Jeremy Meeks has opened up about how the intense attention he received from admirers made prison life even harder, particularly when it kept him from seeing his family.

Even if his name doesn’t immediately ring a bell, many people will recognize Jeremy Meeks from the photograph that spread rapidly online throughout the mid-2010s.

In 2014, his mugshot exploded across social media and earned him the nickname ‘the world’s hottest felon’, turning him into an unexpected viral figure almost overnight.

At the time, he had been arrested by the Stockton Police Department and charged with being a felon in possession of a firearm.

More than a decade on, Meeks has spoken repeatedly about how that moment changed his life, and he continues to get questions about what it was like to become famous so suddenly.

While appearing on the Inside True Crime podcast, Meeks described a frustrating downside of the attention: strangers would show up to visit him in prison, and those visits would count against his limited weekly allowance.

He said: “I’m still a month into my mug shot going viral. This is so fresh that I’m still getting letters. I got random, random f–king people coming up to visit me.”

Meeks explained that he tried to alert officers that he didn’t know the visitors, but prison policies meant the time slot was treated as used whether he met them or not.

Because he was only permitted two visits per week, unexpected fans taking those spots sometimes meant his relatives couldn’t get in—something that hit especially hard when it affected time with his son.

Meeks explained: “They’re like, ‘Well, I’m still taking your visit. You can deny it, but I’m still gonna take your visit for the week.

“So now my family can’t come because I got f**king random people coming to see me and it was so frustrating.”

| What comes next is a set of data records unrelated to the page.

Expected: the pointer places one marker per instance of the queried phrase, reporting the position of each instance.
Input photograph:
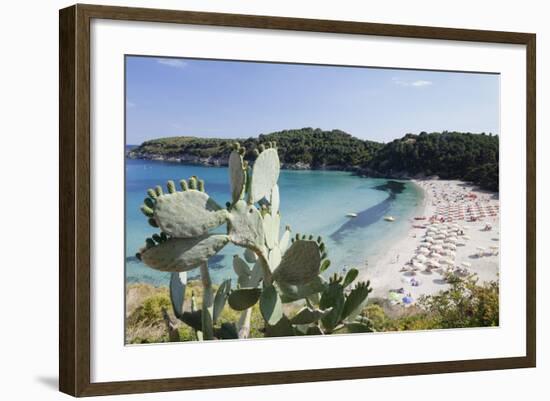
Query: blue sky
(231, 99)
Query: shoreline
(386, 273)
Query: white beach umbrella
(418, 265)
(435, 263)
(421, 258)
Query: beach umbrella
(435, 263)
(394, 296)
(421, 258)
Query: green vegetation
(275, 269)
(449, 155)
(313, 147)
(465, 304)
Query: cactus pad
(178, 283)
(240, 267)
(271, 306)
(274, 258)
(237, 176)
(183, 254)
(220, 299)
(188, 214)
(250, 256)
(246, 227)
(307, 316)
(265, 174)
(274, 200)
(300, 263)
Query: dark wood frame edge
(74, 199)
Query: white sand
(385, 274)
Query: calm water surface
(313, 202)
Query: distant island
(448, 155)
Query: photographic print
(276, 199)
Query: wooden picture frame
(75, 208)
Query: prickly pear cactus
(275, 269)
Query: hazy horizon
(168, 97)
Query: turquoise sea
(313, 202)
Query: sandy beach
(456, 231)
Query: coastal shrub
(465, 304)
(449, 155)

He also recalled confronting two people who repeatedly returned, asking them directly not to come back so he could prioritize his children.

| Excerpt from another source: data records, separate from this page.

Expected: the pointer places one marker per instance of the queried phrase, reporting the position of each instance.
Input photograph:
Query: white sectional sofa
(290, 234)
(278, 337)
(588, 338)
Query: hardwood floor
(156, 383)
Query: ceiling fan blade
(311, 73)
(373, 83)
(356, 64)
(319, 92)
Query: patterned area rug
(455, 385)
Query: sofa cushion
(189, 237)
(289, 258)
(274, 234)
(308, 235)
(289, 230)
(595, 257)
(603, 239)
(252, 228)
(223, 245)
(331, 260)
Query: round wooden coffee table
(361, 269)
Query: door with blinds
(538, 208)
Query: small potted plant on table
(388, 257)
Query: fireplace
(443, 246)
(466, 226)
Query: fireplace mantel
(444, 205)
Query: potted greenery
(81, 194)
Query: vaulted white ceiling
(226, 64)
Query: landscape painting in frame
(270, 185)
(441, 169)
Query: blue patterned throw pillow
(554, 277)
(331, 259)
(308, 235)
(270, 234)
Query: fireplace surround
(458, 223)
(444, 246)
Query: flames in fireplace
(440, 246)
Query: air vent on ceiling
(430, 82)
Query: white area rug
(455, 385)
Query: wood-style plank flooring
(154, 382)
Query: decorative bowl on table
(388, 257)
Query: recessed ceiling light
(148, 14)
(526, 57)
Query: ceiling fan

He explained: “[I told them] ‘Hey, please don’t come back. I need to see my kids.

“’My son’s 5 years old and he doesn’t understand why I’m not home and he needs to see me. I’m just gonna ask that you please don’t come back.’”

“It was rough. And the only thing that made it rough is ‘cause my kids.”

Since leaving prison in 2016 after serving 13 months for felony gun possession, Meeks has spoken candidly about the unexpected celebrity that followed his case, and he later detailed his experiences in his 2024 memoir, Model Citizen.